Rabu, 29 Juni 2016

06.08 -

Mrk 12:28b-34

Sarapan Pagi 
Agar Jiwa Kita Disegarkan Oleh-Nya


Firman yang tertanam di dalam hatimu,
yang berkuasa menyelamatkan jiwamu. 
(Yak 1:21)


Penanggalan liturgi

Jumat, 9 Maret 2018: Hari Biasa Pekan III Prapaskah - Tahun B/II (Ungu)
Bacaan: Hos 14:2-10; Mzm 81:6c-8a, 8bc-9, 10-11ab, 14, 17; Mrk 12:28b-34

Minggu, 4 November 2018: Hari Minggu Biasa XXXI - Tahun B/II (Hijau)
Bacaan: Ul 6:2-6; Mzm 18:2-3a, 3bc-4, 47, 51ab; Ibr 7:23-28; Mrk 12:28b-34

Kamis, 2 Juni 2016: Hari Biasa IX - Tahun C/II (Hijau)
Bacaan: 2 Tim 2:8-15; Mzm 25:4bc-5ab, 8-9, 10, 14; Mrk 12:28b-34


Lalu seorang ahli Taurat, yang mendengar Yesus dan orang-orang Saduki bersoal jawab dan tahu, bahwa Yesus memberi jawab yang tepat kepada orang-orang itu, datang kepada-Nya dan bertanya: "Hukum manakah yang paling utama?"

Jawab Yesus: "Hukum yang terutama ialah: Dengarlah, hai orang Israel, Tuhan Allah kita, Tuhan itu esa. (2) Kasihilah Tuhan, Allahmu, dengan segenap hatimu dan dengan segenap jiwamu dan dengan segenap akal budimu dan dengan segenap kekuatanmu.

Dan hukum yang kedua ialah: (1) Kasihilah sesamamu manusia seperti dirimu sendiri.

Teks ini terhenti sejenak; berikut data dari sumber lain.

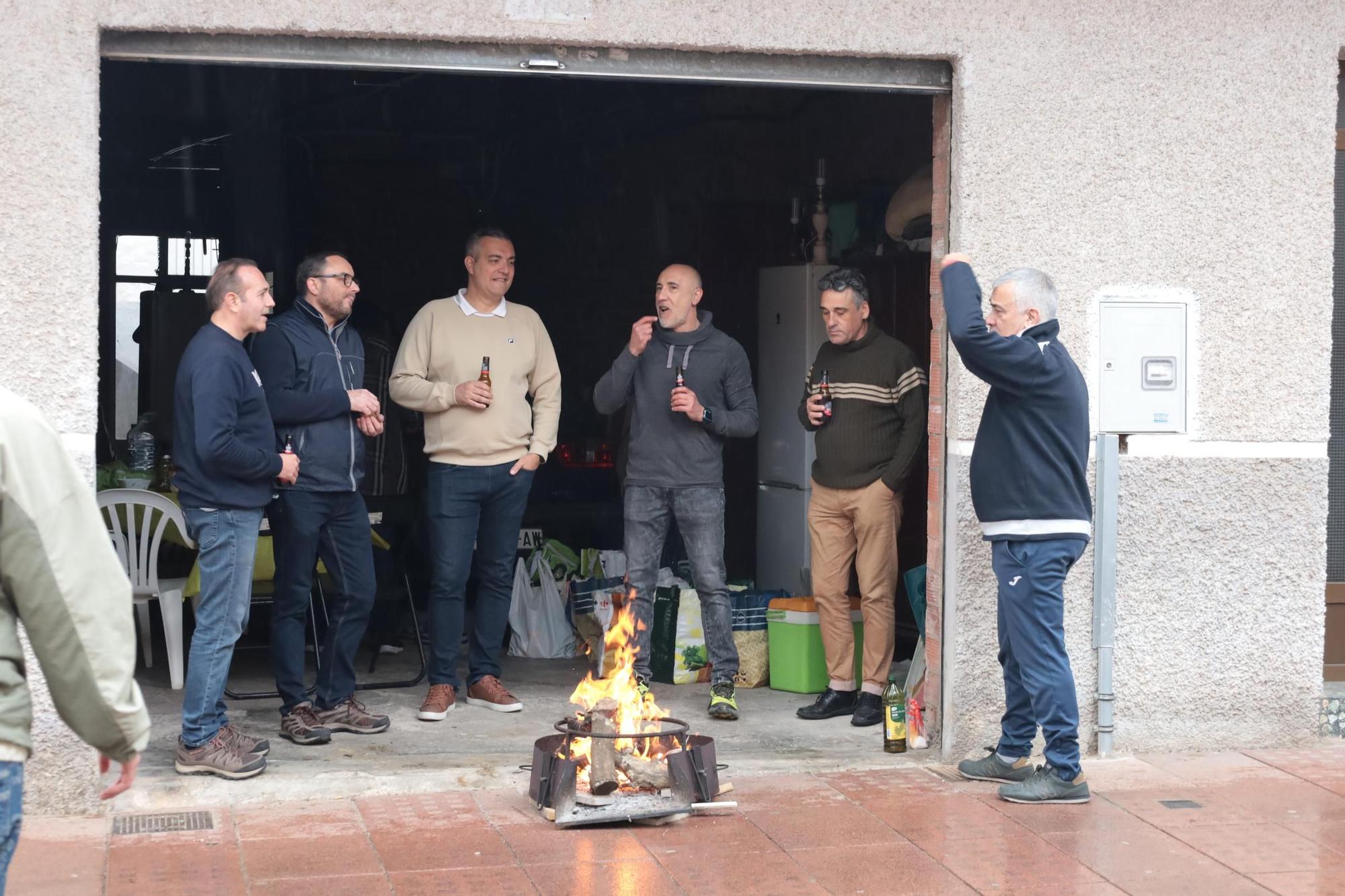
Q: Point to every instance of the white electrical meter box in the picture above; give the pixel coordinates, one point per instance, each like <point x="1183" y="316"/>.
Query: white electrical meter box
<point x="1143" y="368"/>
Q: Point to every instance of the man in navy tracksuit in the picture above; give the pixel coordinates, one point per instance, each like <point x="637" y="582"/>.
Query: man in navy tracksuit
<point x="313" y="366"/>
<point x="1031" y="491"/>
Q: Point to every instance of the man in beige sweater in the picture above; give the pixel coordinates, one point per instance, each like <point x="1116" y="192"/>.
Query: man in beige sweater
<point x="484" y="444"/>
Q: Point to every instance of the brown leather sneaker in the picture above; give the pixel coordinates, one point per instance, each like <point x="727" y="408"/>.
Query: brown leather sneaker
<point x="221" y="756"/>
<point x="245" y="743"/>
<point x="489" y="692"/>
<point x="439" y="702"/>
<point x="303" y="727"/>
<point x="350" y="715"/>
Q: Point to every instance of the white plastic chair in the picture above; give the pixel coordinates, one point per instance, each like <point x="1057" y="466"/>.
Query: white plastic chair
<point x="138" y="546"/>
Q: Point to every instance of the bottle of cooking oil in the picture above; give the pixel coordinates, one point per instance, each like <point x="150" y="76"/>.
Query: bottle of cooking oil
<point x="894" y="717"/>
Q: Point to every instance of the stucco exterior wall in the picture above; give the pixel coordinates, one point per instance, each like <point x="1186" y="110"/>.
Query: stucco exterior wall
<point x="1140" y="146"/>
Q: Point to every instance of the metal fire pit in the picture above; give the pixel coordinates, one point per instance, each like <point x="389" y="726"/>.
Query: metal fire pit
<point x="692" y="775"/>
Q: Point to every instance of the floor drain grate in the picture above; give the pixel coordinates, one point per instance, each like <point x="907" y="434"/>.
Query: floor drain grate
<point x="162" y="822"/>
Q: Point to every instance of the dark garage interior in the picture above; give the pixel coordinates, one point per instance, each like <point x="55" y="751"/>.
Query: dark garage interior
<point x="601" y="184"/>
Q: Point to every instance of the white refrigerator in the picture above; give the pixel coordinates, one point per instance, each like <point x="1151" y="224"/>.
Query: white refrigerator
<point x="790" y="331"/>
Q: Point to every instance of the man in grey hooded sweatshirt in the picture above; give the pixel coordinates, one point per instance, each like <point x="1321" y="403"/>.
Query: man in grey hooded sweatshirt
<point x="676" y="463"/>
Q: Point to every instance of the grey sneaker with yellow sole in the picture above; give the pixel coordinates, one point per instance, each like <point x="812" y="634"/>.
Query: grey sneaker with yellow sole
<point x="1047" y="786"/>
<point x="995" y="768"/>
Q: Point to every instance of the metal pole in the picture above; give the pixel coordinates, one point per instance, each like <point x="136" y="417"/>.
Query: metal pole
<point x="1105" y="583"/>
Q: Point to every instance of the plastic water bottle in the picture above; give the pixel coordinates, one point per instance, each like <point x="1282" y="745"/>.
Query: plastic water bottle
<point x="141" y="443"/>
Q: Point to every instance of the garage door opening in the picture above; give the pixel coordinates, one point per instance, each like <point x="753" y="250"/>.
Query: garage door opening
<point x="601" y="181"/>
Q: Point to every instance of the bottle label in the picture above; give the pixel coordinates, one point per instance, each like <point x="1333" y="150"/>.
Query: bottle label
<point x="895" y="723"/>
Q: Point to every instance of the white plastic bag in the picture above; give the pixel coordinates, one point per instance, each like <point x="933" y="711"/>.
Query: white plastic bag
<point x="537" y="614"/>
<point x="614" y="563"/>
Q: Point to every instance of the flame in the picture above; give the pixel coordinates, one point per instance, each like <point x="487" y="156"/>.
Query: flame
<point x="636" y="713"/>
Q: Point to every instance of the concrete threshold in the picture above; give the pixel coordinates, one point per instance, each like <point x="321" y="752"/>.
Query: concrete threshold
<point x="477" y="748"/>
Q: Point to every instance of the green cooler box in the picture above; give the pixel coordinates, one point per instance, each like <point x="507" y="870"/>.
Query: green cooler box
<point x="798" y="662"/>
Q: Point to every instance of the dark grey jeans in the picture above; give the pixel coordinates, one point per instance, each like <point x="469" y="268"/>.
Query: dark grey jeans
<point x="700" y="518"/>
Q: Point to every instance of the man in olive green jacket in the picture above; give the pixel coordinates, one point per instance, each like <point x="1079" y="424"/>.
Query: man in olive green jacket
<point x="61" y="577"/>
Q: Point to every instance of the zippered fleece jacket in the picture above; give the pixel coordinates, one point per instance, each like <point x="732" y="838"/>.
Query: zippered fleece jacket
<point x="224" y="440"/>
<point x="668" y="448"/>
<point x="1030" y="467"/>
<point x="307" y="372"/>
<point x="63" y="580"/>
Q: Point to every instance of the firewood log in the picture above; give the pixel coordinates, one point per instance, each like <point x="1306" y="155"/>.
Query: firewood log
<point x="646" y="774"/>
<point x="603" y="752"/>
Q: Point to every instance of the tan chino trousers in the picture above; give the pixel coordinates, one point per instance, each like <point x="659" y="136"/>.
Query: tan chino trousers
<point x="856" y="525"/>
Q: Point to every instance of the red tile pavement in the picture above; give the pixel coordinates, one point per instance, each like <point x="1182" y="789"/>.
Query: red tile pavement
<point x="1265" y="822"/>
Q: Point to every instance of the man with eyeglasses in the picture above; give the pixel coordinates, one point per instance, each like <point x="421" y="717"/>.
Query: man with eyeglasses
<point x="313" y="366"/>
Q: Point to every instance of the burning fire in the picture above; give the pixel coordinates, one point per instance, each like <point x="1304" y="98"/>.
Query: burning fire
<point x="634" y="713"/>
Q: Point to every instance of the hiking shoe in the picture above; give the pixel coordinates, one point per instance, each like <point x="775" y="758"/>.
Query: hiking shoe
<point x="489" y="692"/>
<point x="829" y="702"/>
<point x="995" y="768"/>
<point x="350" y="715"/>
<point x="439" y="702"/>
<point x="868" y="710"/>
<point x="723" y="705"/>
<point x="220" y="756"/>
<point x="303" y="727"/>
<point x="1046" y="786"/>
<point x="247" y="743"/>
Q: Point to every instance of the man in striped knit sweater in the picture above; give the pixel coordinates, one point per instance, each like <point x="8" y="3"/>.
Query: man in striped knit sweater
<point x="867" y="440"/>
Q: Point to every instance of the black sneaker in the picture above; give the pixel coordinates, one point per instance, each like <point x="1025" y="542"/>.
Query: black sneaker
<point x="1046" y="786"/>
<point x="723" y="704"/>
<point x="829" y="704"/>
<point x="868" y="710"/>
<point x="995" y="768"/>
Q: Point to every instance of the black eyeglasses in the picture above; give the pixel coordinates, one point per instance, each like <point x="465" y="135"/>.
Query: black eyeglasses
<point x="345" y="279"/>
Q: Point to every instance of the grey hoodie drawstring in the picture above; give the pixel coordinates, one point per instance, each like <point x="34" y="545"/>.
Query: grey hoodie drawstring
<point x="687" y="357"/>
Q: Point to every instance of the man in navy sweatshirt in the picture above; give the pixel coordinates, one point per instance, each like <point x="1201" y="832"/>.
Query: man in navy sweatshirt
<point x="227" y="455"/>
<point x="313" y="368"/>
<point x="1031" y="493"/>
<point x="676" y="464"/>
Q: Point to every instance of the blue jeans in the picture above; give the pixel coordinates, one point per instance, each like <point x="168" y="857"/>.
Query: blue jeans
<point x="484" y="505"/>
<point x="700" y="518"/>
<point x="228" y="542"/>
<point x="1039" y="685"/>
<point x="333" y="525"/>
<point x="11" y="814"/>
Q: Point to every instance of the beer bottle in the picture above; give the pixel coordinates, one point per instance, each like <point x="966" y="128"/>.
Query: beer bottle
<point x="894" y="717"/>
<point x="289" y="450"/>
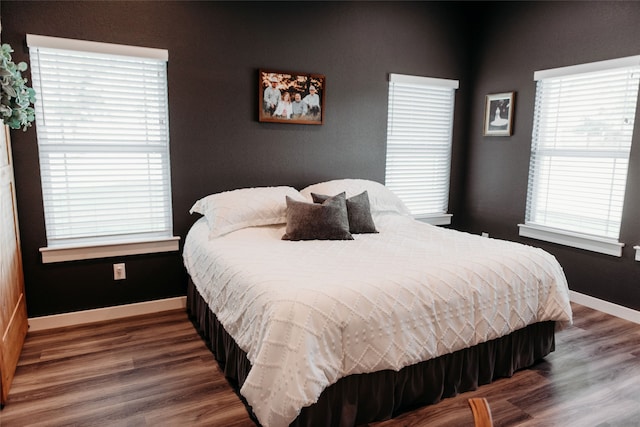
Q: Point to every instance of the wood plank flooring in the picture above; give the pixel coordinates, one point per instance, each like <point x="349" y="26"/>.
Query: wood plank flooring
<point x="156" y="371"/>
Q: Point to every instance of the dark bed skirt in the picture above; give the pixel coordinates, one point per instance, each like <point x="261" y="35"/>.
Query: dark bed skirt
<point x="363" y="398"/>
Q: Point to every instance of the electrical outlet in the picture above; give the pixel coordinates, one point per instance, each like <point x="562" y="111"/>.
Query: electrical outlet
<point x="119" y="272"/>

Tidak ada hukum lain yang lebih utama dari pada kedua hukum ini."

Lalu kata ahli Taurat itu kepada Yesus: "Tepat sekali, Guru, benar kata-Mu itu, bahwa Dia esa, dan bahwa tidak ada yang lain kecuali Dia. Memang mengasihi Dia dengan segenap hati dan dengan segenap pengertian dan dengan segenap kekuatan, dan juga (3) mengasihi sesama manusia seperti diri sendiri adalah jauh lebih utama dari pada semua korban bakaran dan korban sembelihan."

Yesus melihat, bagaimana bijaksananya jawab orang itu, dan Ia berkata kepadanya: "Engkau tidak jauh dari Kerajaan Allah!" Dan seorangpun tidak berani lagi menanyakan sesuatu kepada Yesus.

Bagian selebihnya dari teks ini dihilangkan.